In a ‘defined contribution plan’, the employer guarantees the amount the employer ‘contributes’ to the plan.
The difference is huge. Again, in a ‘defined-benefit plan’, the employer guarantees the amount the retired employee receives.
In a ‘defined contribution plan’, once the employer contributes to the plan, the employee determines how the money is invested. And the investment strategy may or may not provide more money to the retiree depending on the investment the employee makes.
In this case, ‘defined benefit’ or ‘defined contribution’, the employer is the State. In other words, the taxpayers are the employer. And in a ‘defined benefit plan’, the taxpayers elect representatives, who in turn, hire investment managers, ostensibly to maximize the rate of return on the money in the savings account.
But in a ‘defined contribution plan’, the employee hires the investment manager – AND accepts responsibility for the rate of return when the money in the savings account is invested.
Now for the crux of the comparison.
When the money in the savings account is invested, is it invested in such a way that guarantees a specific rate of return?
The answer is NO. At least not for the typical period of time the savings account exists before its distributed, which can be 30 years or more. Yes, the money can be invested in 30-year bonds or an annuity that guarantees a specific rate of return. But every year the employee works, an additional amount of money is invested in the savings account. And it has to be invested at that time. And the rate of return on the bonds or annuities changes, year in and year out. Sometimes the rate of return increases. Sometimes it doesn’t. And no one can predict these rates of returns. NO ONE!

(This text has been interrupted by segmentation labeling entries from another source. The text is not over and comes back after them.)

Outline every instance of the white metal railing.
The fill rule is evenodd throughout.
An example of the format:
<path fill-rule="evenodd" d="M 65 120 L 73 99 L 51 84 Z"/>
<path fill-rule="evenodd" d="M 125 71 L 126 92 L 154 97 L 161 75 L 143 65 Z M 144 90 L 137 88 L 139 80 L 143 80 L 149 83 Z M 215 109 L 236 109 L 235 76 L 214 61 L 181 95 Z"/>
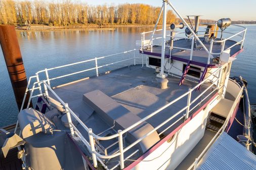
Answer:
<path fill-rule="evenodd" d="M 202 46 L 203 48 L 204 48 L 204 49 L 207 52 L 207 53 L 208 53 L 208 59 L 207 59 L 207 64 L 209 64 L 210 63 L 210 59 L 212 58 L 213 56 L 212 56 L 212 55 L 214 54 L 215 54 L 215 55 L 221 55 L 222 54 L 222 53 L 223 52 L 223 51 L 225 51 L 225 50 L 228 50 L 229 49 L 231 49 L 231 48 L 232 48 L 233 47 L 235 46 L 235 45 L 237 45 L 238 44 L 241 44 L 240 45 L 240 49 L 241 49 L 242 47 L 243 47 L 243 42 L 244 41 L 244 39 L 245 39 L 245 34 L 246 34 L 246 30 L 247 30 L 247 28 L 245 27 L 244 27 L 244 26 L 242 26 L 241 25 L 237 25 L 237 24 L 232 24 L 231 25 L 232 26 L 236 26 L 236 27 L 240 27 L 240 28 L 242 28 L 243 29 L 243 30 L 238 33 L 232 33 L 232 32 L 226 32 L 226 31 L 224 31 L 223 33 L 226 33 L 226 34 L 231 34 L 232 35 L 226 38 L 225 38 L 223 40 L 214 40 L 214 39 L 211 39 L 211 41 L 210 41 L 210 45 L 209 45 L 209 49 L 207 49 L 205 46 L 204 45 L 203 45 L 203 44 L 202 43 L 202 42 L 201 42 L 201 40 L 200 40 L 199 39 L 197 39 L 197 41 L 198 41 L 198 42 L 199 42 L 201 44 L 201 45 Z M 169 28 L 168 28 L 169 29 Z M 142 52 L 142 53 L 143 52 L 143 50 L 145 48 L 148 48 L 149 47 L 150 47 L 150 49 L 151 49 L 151 52 L 152 52 L 152 49 L 153 49 L 153 45 L 158 45 L 158 46 L 161 46 L 162 44 L 156 44 L 156 43 L 153 43 L 153 41 L 155 40 L 157 40 L 157 39 L 160 39 L 162 38 L 162 35 L 160 35 L 160 34 L 156 34 L 155 33 L 156 32 L 159 32 L 159 31 L 162 31 L 162 29 L 158 29 L 158 30 L 154 30 L 154 31 L 148 31 L 148 32 L 144 32 L 143 33 L 141 33 L 141 51 Z M 205 32 L 205 31 L 198 31 L 198 32 Z M 210 32 L 214 32 L 215 33 L 215 35 L 216 34 L 216 33 L 221 33 L 221 31 L 216 31 L 216 30 L 211 30 L 210 31 Z M 177 35 L 177 34 L 181 34 L 182 33 L 185 33 L 185 32 L 178 32 L 178 33 L 176 33 L 176 35 Z M 149 34 L 149 36 L 150 36 L 150 39 L 149 40 L 145 40 L 145 36 L 147 35 L 148 35 Z M 199 37 L 199 36 L 201 36 L 202 35 L 204 35 L 204 34 L 203 35 L 197 35 L 197 37 Z M 172 47 L 173 48 L 177 48 L 177 49 L 184 49 L 184 50 L 191 50 L 191 52 L 190 53 L 190 60 L 192 60 L 192 59 L 193 59 L 193 48 L 194 48 L 194 41 L 195 40 L 195 36 L 194 35 L 192 35 L 189 38 L 188 38 L 188 37 L 182 37 L 182 36 L 175 36 L 174 37 L 173 37 L 172 36 L 170 36 L 170 34 L 168 34 L 168 35 L 166 35 L 166 37 L 169 37 L 170 38 L 176 38 L 176 39 L 177 38 L 179 38 L 179 39 L 191 39 L 192 40 L 192 41 L 193 41 L 193 42 L 192 42 L 191 43 L 191 48 L 184 48 L 184 47 L 179 47 L 179 46 L 173 46 L 173 47 Z M 234 37 L 241 37 L 242 38 L 242 39 L 238 41 L 238 42 L 237 42 L 236 43 L 235 43 L 235 44 L 233 44 L 233 45 L 230 45 L 230 46 L 228 46 L 228 47 L 226 47 L 226 48 L 225 48 L 225 44 L 226 44 L 226 42 L 228 40 L 230 40 L 233 38 L 234 38 Z M 220 49 L 221 49 L 221 51 L 220 52 L 218 52 L 218 53 L 214 53 L 214 52 L 212 52 L 212 47 L 213 47 L 213 45 L 214 43 L 223 43 L 223 45 L 222 46 L 222 47 Z M 170 50 L 172 50 L 172 49 L 170 49 L 170 46 L 168 46 L 168 45 L 165 45 L 166 47 L 169 47 L 170 48 Z"/>
<path fill-rule="evenodd" d="M 193 170 L 196 169 L 196 168 L 197 167 L 198 165 L 198 162 L 200 161 L 200 160 L 202 158 L 203 156 L 205 155 L 206 152 L 209 150 L 210 147 L 214 143 L 214 142 L 215 141 L 216 141 L 216 140 L 217 140 L 218 137 L 221 134 L 221 133 L 225 131 L 226 128 L 228 125 L 228 124 L 229 122 L 229 121 L 230 120 L 230 118 L 232 116 L 232 114 L 234 112 L 234 110 L 235 110 L 238 102 L 239 102 L 239 100 L 241 98 L 241 96 L 242 94 L 243 93 L 243 87 L 244 87 L 244 86 L 243 85 L 243 86 L 241 87 L 241 89 L 240 90 L 239 92 L 238 93 L 237 97 L 235 99 L 235 101 L 234 101 L 234 103 L 231 107 L 231 108 L 229 110 L 228 116 L 227 117 L 226 121 L 224 122 L 223 125 L 221 127 L 221 128 L 220 129 L 220 130 L 217 132 L 217 133 L 216 133 L 216 134 L 215 134 L 215 135 L 214 136 L 212 139 L 209 142 L 209 143 L 207 145 L 207 146 L 203 149 L 203 150 L 202 151 L 202 152 L 201 152 L 201 153 L 198 156 L 198 157 L 195 159 L 195 161 L 187 169 L 188 170 L 191 170 L 192 168 Z"/>
<path fill-rule="evenodd" d="M 131 52 L 132 51 L 134 51 L 134 52 L 136 51 L 135 49 L 130 50 L 127 51 L 125 51 L 124 52 L 119 53 L 118 54 L 122 54 L 122 53 L 125 53 L 127 52 Z M 131 125 L 129 128 L 123 130 L 119 130 L 118 131 L 118 133 L 116 134 L 115 134 L 114 135 L 112 135 L 111 136 L 107 136 L 107 137 L 102 137 L 100 136 L 100 135 L 97 135 L 93 133 L 93 129 L 89 129 L 84 123 L 82 122 L 78 117 L 74 113 L 74 112 L 70 109 L 70 108 L 69 107 L 68 103 L 65 103 L 61 98 L 58 96 L 58 95 L 54 92 L 54 91 L 51 88 L 51 85 L 50 85 L 50 81 L 53 80 L 56 80 L 57 79 L 59 79 L 61 78 L 63 78 L 64 77 L 73 75 L 75 74 L 78 74 L 80 73 L 82 73 L 83 72 L 88 71 L 89 70 L 96 70 L 96 76 L 98 76 L 98 69 L 100 68 L 102 68 L 103 67 L 106 67 L 107 66 L 109 66 L 111 64 L 114 64 L 116 63 L 118 63 L 119 62 L 122 62 L 124 61 L 127 61 L 128 60 L 135 60 L 136 59 L 139 58 L 136 57 L 135 54 L 134 54 L 134 57 L 132 58 L 131 59 L 125 59 L 122 60 L 119 62 L 116 62 L 112 63 L 109 64 L 106 64 L 103 66 L 97 66 L 97 63 L 96 61 L 97 61 L 98 60 L 104 59 L 108 56 L 114 56 L 116 54 L 114 55 L 110 55 L 106 56 L 103 56 L 101 58 L 95 58 L 93 59 L 91 59 L 82 62 L 77 62 L 71 64 L 69 65 L 66 65 L 64 66 L 57 67 L 55 68 L 53 68 L 51 69 L 46 69 L 42 71 L 39 71 L 36 73 L 36 75 L 32 76 L 29 78 L 29 83 L 30 82 L 30 80 L 32 78 L 34 78 L 36 79 L 36 82 L 34 82 L 33 84 L 32 88 L 29 89 L 28 88 L 29 84 L 28 85 L 28 88 L 27 90 L 26 91 L 30 91 L 30 96 L 29 97 L 29 102 L 28 103 L 27 107 L 29 106 L 30 102 L 32 98 L 38 97 L 39 96 L 43 96 L 45 95 L 45 97 L 47 97 L 49 95 L 49 92 L 50 91 L 51 92 L 51 95 L 54 96 L 55 97 L 55 98 L 56 98 L 63 105 L 64 108 L 65 108 L 65 110 L 66 110 L 66 113 L 67 116 L 68 121 L 69 125 L 69 128 L 70 129 L 70 133 L 72 136 L 74 136 L 74 135 L 76 135 L 78 136 L 81 140 L 81 141 L 84 144 L 84 145 L 87 146 L 88 149 L 92 153 L 92 159 L 93 160 L 94 162 L 94 165 L 95 166 L 97 166 L 97 160 L 101 162 L 101 163 L 103 164 L 103 165 L 105 167 L 106 169 L 108 169 L 107 167 L 104 164 L 104 163 L 101 160 L 101 158 L 102 159 L 110 159 L 112 158 L 117 156 L 119 157 L 119 160 L 120 162 L 118 163 L 118 164 L 115 166 L 115 167 L 117 167 L 119 164 L 120 165 L 121 168 L 123 168 L 124 167 L 124 162 L 126 159 L 128 159 L 128 157 L 124 158 L 124 153 L 128 151 L 129 150 L 131 149 L 132 148 L 133 148 L 136 144 L 140 142 L 143 139 L 146 138 L 147 136 L 148 136 L 151 134 L 155 132 L 155 131 L 159 129 L 160 128 L 163 127 L 163 126 L 166 125 L 167 123 L 169 122 L 171 120 L 173 120 L 174 118 L 176 118 L 177 117 L 180 117 L 178 120 L 177 120 L 175 122 L 172 124 L 172 125 L 168 126 L 166 128 L 165 128 L 164 130 L 163 130 L 162 132 L 160 132 L 159 134 L 159 135 L 160 135 L 162 134 L 163 132 L 165 132 L 166 130 L 169 129 L 173 125 L 174 125 L 176 123 L 178 122 L 179 120 L 181 120 L 183 119 L 187 119 L 189 117 L 189 114 L 192 111 L 194 110 L 194 109 L 196 108 L 196 106 L 198 105 L 200 103 L 204 101 L 206 99 L 206 98 L 211 94 L 212 94 L 214 92 L 217 92 L 219 90 L 219 87 L 218 86 L 214 87 L 214 85 L 215 84 L 219 84 L 219 82 L 221 80 L 221 76 L 220 76 L 220 74 L 217 74 L 218 73 L 220 73 L 221 71 L 221 68 L 218 68 L 217 69 L 215 72 L 214 72 L 211 74 L 210 74 L 209 76 L 208 76 L 207 77 L 205 78 L 203 81 L 202 81 L 200 83 L 198 84 L 196 86 L 194 87 L 192 89 L 189 89 L 188 91 L 185 93 L 184 94 L 182 94 L 179 97 L 177 98 L 176 99 L 174 99 L 174 100 L 172 101 L 168 104 L 163 106 L 159 109 L 155 110 L 155 111 L 153 112 L 152 113 L 149 114 L 147 117 L 145 117 L 144 118 L 142 119 L 140 121 L 138 121 L 138 122 L 135 123 L 134 124 Z M 81 71 L 73 73 L 71 73 L 69 74 L 67 74 L 65 75 L 60 76 L 59 77 L 57 77 L 55 78 L 50 78 L 49 76 L 48 75 L 48 71 L 50 70 L 53 70 L 55 69 L 58 69 L 64 67 L 66 67 L 70 66 L 73 66 L 75 65 L 77 65 L 81 63 L 87 63 L 89 61 L 95 61 L 95 65 L 96 66 L 92 69 L 86 69 L 84 70 L 82 70 Z M 40 73 L 44 73 L 45 72 L 46 75 L 46 80 L 40 80 L 39 79 L 38 74 Z M 203 91 L 201 92 L 201 93 L 196 98 L 195 98 L 193 101 L 191 101 L 191 95 L 192 94 L 192 92 L 196 90 L 196 89 L 198 88 L 198 87 L 202 85 L 204 83 L 205 83 L 206 81 L 209 82 L 209 80 L 211 80 L 211 79 L 212 79 L 212 75 L 214 75 L 215 74 L 218 74 L 219 76 L 217 78 L 216 80 L 215 79 L 215 81 L 213 81 L 211 82 L 211 83 L 210 83 L 210 84 L 208 85 L 208 87 L 206 88 L 205 90 L 204 90 Z M 215 76 L 216 77 L 216 76 Z M 208 82 L 208 83 L 209 83 Z M 41 85 L 43 85 L 44 86 L 44 92 L 42 92 L 42 89 L 41 87 Z M 38 89 L 39 91 L 39 94 L 38 95 L 33 95 L 33 92 L 34 90 L 35 89 Z M 194 104 L 195 101 L 197 100 L 198 100 L 200 97 L 201 97 L 204 94 L 205 94 L 207 91 L 209 90 L 211 90 L 211 91 L 208 94 L 208 95 L 205 96 L 203 99 L 201 99 L 200 102 L 198 102 L 197 104 L 195 105 L 193 108 L 191 108 L 190 106 L 192 104 Z M 183 98 L 184 97 L 187 97 L 187 105 L 185 106 L 184 108 L 181 109 L 180 111 L 178 111 L 177 113 L 174 114 L 173 116 L 169 118 L 168 119 L 165 120 L 164 122 L 163 122 L 162 123 L 161 123 L 159 125 L 154 128 L 152 131 L 148 133 L 147 134 L 145 134 L 144 136 L 141 137 L 140 138 L 137 140 L 136 141 L 133 142 L 133 143 L 131 144 L 130 145 L 127 146 L 125 147 L 123 147 L 123 136 L 124 134 L 126 133 L 127 133 L 128 131 L 132 129 L 133 128 L 136 127 L 136 126 L 139 125 L 140 124 L 143 123 L 145 121 L 146 121 L 149 119 L 153 117 L 153 116 L 156 116 L 157 114 L 160 112 L 161 111 L 163 110 L 164 109 L 166 109 L 167 107 L 169 107 L 170 105 L 173 104 L 174 103 L 177 102 L 178 101 L 180 100 L 182 98 Z M 24 96 L 24 99 L 25 98 L 25 96 Z M 183 112 L 183 111 L 185 112 L 185 114 L 184 115 L 181 115 L 181 114 Z M 88 133 L 89 135 L 89 141 L 87 141 L 86 139 L 84 137 L 83 137 L 81 133 L 77 130 L 77 129 L 75 127 L 75 126 L 74 126 L 74 125 L 72 123 L 72 121 L 71 119 L 70 116 L 72 115 L 75 120 L 79 123 L 79 124 L 81 126 L 81 127 L 83 128 L 83 129 L 84 129 Z M 109 140 L 113 139 L 117 139 L 118 141 L 118 145 L 119 145 L 119 150 L 118 152 L 117 152 L 115 153 L 112 154 L 110 155 L 103 155 L 101 153 L 101 152 L 98 152 L 96 151 L 95 150 L 95 146 L 94 143 L 94 140 Z M 131 157 L 132 155 L 130 155 L 129 156 Z M 113 168 L 112 169 L 113 169 Z"/>

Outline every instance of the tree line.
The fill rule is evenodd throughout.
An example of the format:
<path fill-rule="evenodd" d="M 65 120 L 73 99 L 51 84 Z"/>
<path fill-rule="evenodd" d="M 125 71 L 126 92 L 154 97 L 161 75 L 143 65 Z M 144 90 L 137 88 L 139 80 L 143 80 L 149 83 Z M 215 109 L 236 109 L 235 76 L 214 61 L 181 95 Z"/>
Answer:
<path fill-rule="evenodd" d="M 98 6 L 63 0 L 15 1 L 0 0 L 0 23 L 22 25 L 25 23 L 54 26 L 96 24 L 106 25 L 155 23 L 161 8 L 136 4 Z M 167 23 L 176 21 L 172 11 L 167 12 Z M 161 23 L 161 19 L 159 21 Z"/>

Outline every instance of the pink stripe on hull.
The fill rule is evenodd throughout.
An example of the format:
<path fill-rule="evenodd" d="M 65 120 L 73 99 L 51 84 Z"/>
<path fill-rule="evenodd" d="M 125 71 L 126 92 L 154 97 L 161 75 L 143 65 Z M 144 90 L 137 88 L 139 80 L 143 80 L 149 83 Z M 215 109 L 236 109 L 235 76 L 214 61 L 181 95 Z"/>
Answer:
<path fill-rule="evenodd" d="M 190 121 L 193 118 L 194 118 L 198 113 L 201 111 L 203 109 L 204 109 L 207 105 L 211 102 L 218 95 L 218 92 L 215 93 L 215 94 L 207 102 L 206 102 L 204 104 L 203 104 L 199 109 L 198 109 L 194 114 L 193 114 L 190 117 L 189 117 L 184 123 L 184 125 L 187 124 L 189 121 Z M 174 135 L 176 132 L 177 132 L 182 127 L 183 125 L 180 125 L 178 128 L 175 129 L 173 132 L 172 132 L 169 135 L 166 136 L 164 138 L 162 139 L 160 142 L 157 143 L 155 146 L 152 147 L 150 149 L 149 149 L 147 152 L 144 153 L 142 156 L 140 157 L 137 160 L 142 160 L 146 158 L 147 156 L 149 155 L 150 153 L 152 153 L 154 150 L 156 150 L 161 146 L 162 144 L 163 144 L 165 141 L 166 141 L 169 138 Z M 129 166 L 125 167 L 123 170 L 130 170 L 134 168 L 136 165 L 140 163 L 140 161 L 134 161 L 133 163 L 131 164 Z"/>
<path fill-rule="evenodd" d="M 227 128 L 226 129 L 225 132 L 228 133 L 229 130 L 230 129 L 230 128 L 232 126 L 233 122 L 234 122 L 234 120 L 235 119 L 235 118 L 236 116 L 236 113 L 237 112 L 237 110 L 238 110 L 238 107 L 239 106 L 239 102 L 240 100 L 237 102 L 237 104 L 236 104 L 236 107 L 235 108 L 235 109 L 234 110 L 234 111 L 233 112 L 232 116 L 230 118 L 230 119 L 229 120 L 229 123 L 228 124 L 228 125 L 227 126 Z"/>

So, ask yourselves this. If no one can predict the rate of return on these investments, why do taxpayers agree to pretend they can predict it? No other investment manager, anywhere, makes that guaranty. The standard investment disclaimer is: ‘Past performance is no guaranty of future results’. And yet, Vermont taxpayers continue to make this guaranty.
My guess. They don’t know any better. And they listen to their State legislators, who, more often than not, receive campaign contributions from those same special interest groups (the employees) – who receive the guaranteed benefit.
When I asked my local State legislator why she agreed to ‘pretend’ she can guaranty a rate of return when no other investment manager does so. Her answer: – “… thanks for your reply. I appreciate hearing your perspective. Big learning curve for me.”
I didn’t vote for her. But a lot of other fools did. And that, as they say, is the rest of the story.
Thank you for the detailed explanation.
Solved nothing. NOTHING. Just a fancy-schmancy kick of the can dressed up in happy talk P.R.
The VTNEA and the VSEA have invested wisely in this legislature…and once again the taxpayers get screwed in this long-running problem. There are WAY TOO MANY state employees and teachers in VT (the teachers are really state employees too).